A ferroelectric (FE) material is a dielectric crystal that exhibits a spontaneous electric polarization. The direction of spontaneous polarization can be reversed between two crystallographic defined states by application of an external electric field. Ferroelectric materials exhibit ferroelectricity only below the Curie temperature Tc, which in literature is also known as the phase transition temperature. Since the phase transition temperature is a material property, its value covers a vast spectrum of temperatures. Above this temperature the material exhibits paraelectric properties and behavior.

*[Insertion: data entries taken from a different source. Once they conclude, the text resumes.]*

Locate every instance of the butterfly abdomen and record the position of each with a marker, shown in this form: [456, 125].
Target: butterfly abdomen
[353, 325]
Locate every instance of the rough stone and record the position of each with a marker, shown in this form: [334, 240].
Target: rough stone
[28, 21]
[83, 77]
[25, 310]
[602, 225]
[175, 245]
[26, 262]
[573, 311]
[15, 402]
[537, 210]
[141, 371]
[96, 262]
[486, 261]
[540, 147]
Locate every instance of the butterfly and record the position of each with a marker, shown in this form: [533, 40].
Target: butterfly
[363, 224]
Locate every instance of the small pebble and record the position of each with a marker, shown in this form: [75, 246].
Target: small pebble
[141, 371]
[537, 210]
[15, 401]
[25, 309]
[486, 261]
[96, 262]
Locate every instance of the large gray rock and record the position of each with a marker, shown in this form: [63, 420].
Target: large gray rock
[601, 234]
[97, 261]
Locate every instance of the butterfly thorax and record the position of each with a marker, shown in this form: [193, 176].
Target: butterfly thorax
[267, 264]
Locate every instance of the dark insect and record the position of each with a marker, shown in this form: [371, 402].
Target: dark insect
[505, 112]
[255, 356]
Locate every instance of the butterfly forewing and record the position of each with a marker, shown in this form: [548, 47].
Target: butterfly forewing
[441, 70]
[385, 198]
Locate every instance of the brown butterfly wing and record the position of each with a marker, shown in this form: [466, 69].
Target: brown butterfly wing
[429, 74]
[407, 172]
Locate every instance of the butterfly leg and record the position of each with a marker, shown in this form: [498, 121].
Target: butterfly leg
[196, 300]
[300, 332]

The discovery of ferroelectric Hafnium oxide (HfO2) triggered an increase in research on ferroelectric materials, since it was widely recognized that the existence of robust, chemically stable, and relatively inert ferroelectric crystals offered an electrically switchable, two-state device. This electrically switchable two-state possibility by ferroelectric materials has been proposed to be used for different application like memory devices, negative capacity transistors (NCFET), for energy harvesting applications in electro-caloric devices, ferroelectric and pyroelectric sensors and piezoelectric devices, so-called supercapacitors.
Many electronic devices and systems have the capability to store and retrieve information in a memory structure. A number of different memory structures are used in such systems. One prominent volatile memory is a DRAM structure that allows for high speed and high capacity data storage. It is called a volatile memory structure because the stored data is lost within seconds and has to be refreshed in time to secure data storage. Some examples of non-volatile memory structures include read only memory (ROM), EEPROM (electrically erasable programmable read-only memory) and flash memories as an electronic (solid-state) non-volatile computer storage medium that can be electrically erased and reprogrammed. Ferroelectric memory structures (e.g., FeRAM and FeFET devices), phase change memory (e.g., PCRAM) structures, resistive memory (e.g., RRAM) structures and magnetic memory (e.g., MRAM) structures are examples of such non-volatile memory structures.
With regard to ferroelectric (FE) structure, these structures can be in the form of a capacitor (e.g., a FeRAM) or a transistor (FeFET), where information can be stored as a certain polarization state of the ferroelectric material within the structure. The ferroelectric material that can be used is hafnium dioxide or zirconium dioxide or a solid solution of both transition metal oxides. In the case of pure hafnium oxide, the remanent polarization can be improved by a certain amount of dopant species which has to be incorporated into the HfO2 layer during the deposition.
The ferroelectric material is intended to partially or fully replace the gate oxide of a transistor or the dielectric of a capacitor. The switching is caused by applying an electrical field via voltage between transistor gate and transistor channel. Specially, for n-channel transistors, ferroelectric switching after application of a sufficiently high positive voltage pulse causes a shift of the threshold voltage to lower or negative threshold voltage values. For p-channel transistors a negative voltage pulse causes a shift of the threshold voltage to higher or positive threshold voltage values.
One problem that can occur is that charge carriers trapping from one of the electrodes in a capacitor device can shift the polarization hysteresis by creation of an internal bias field due to unequal distribution of charges at the two different electrodes (imprint effect).
Another problem that can occur is that minority carrier trapping from the channel region can shift the threshold voltage of transistors oppositely to the direction caused by ferroelectric switching. Accordingly, it is desirable to avoid charge trapping for a ferroelectric non-volatile memory device. Other negative impacts of trapping are increased leakage current and earlier breakdown of the ferroelectric/interfacial layer causing a reduced lifetime of the ferroelectric transistor or capacitor. In order to do this, the ferroelectric properties of the ferroelectric material must be enhanced to improve the lifetime of the ferroelectric device.
However, even with improvements to the ferroelectric properties, charge trapping within the ferroelectric layer cannot be avoided completely. For example, due to the ability to make HfO2 thin together with a very thin interface layer while still maintaining its ferroelectric properties (low dead layer effect), charge trapping becomes much more critical compared to other ferroelectric materials such as Lead Zirconate Titanate (PZT), Bismuth Titanate (BTO) or Strontium Bismuth Tantalate (SBT). For PZT, BTO or SBT materials, a layer thickness must be about 100 nm combined with a thick interface layer used as barrier which reduces charge trapping in the ferroelectric material or leakages currents significantly.
To improve the sensing and memory window of the device with thin ferroelectric materials, electrical trapping can be avoided by a reduction of defect sites mainly at the interface to the electrodes. It is known that epitaxial growth of layers is a possibility to reduce defect sites at the interface between ferroelectric materials and the electrode. The reduction of defect sites at the interface needs a nearly perfect match of lattice constant between the different materials. Epitaxial growth therefore limits the available materials significantly because a nearly perfect lattice match of the electrode and dielectric lattice is necessary, which limits the used material sets. Additionally, epitaxial growth is a slow and very expensive approach.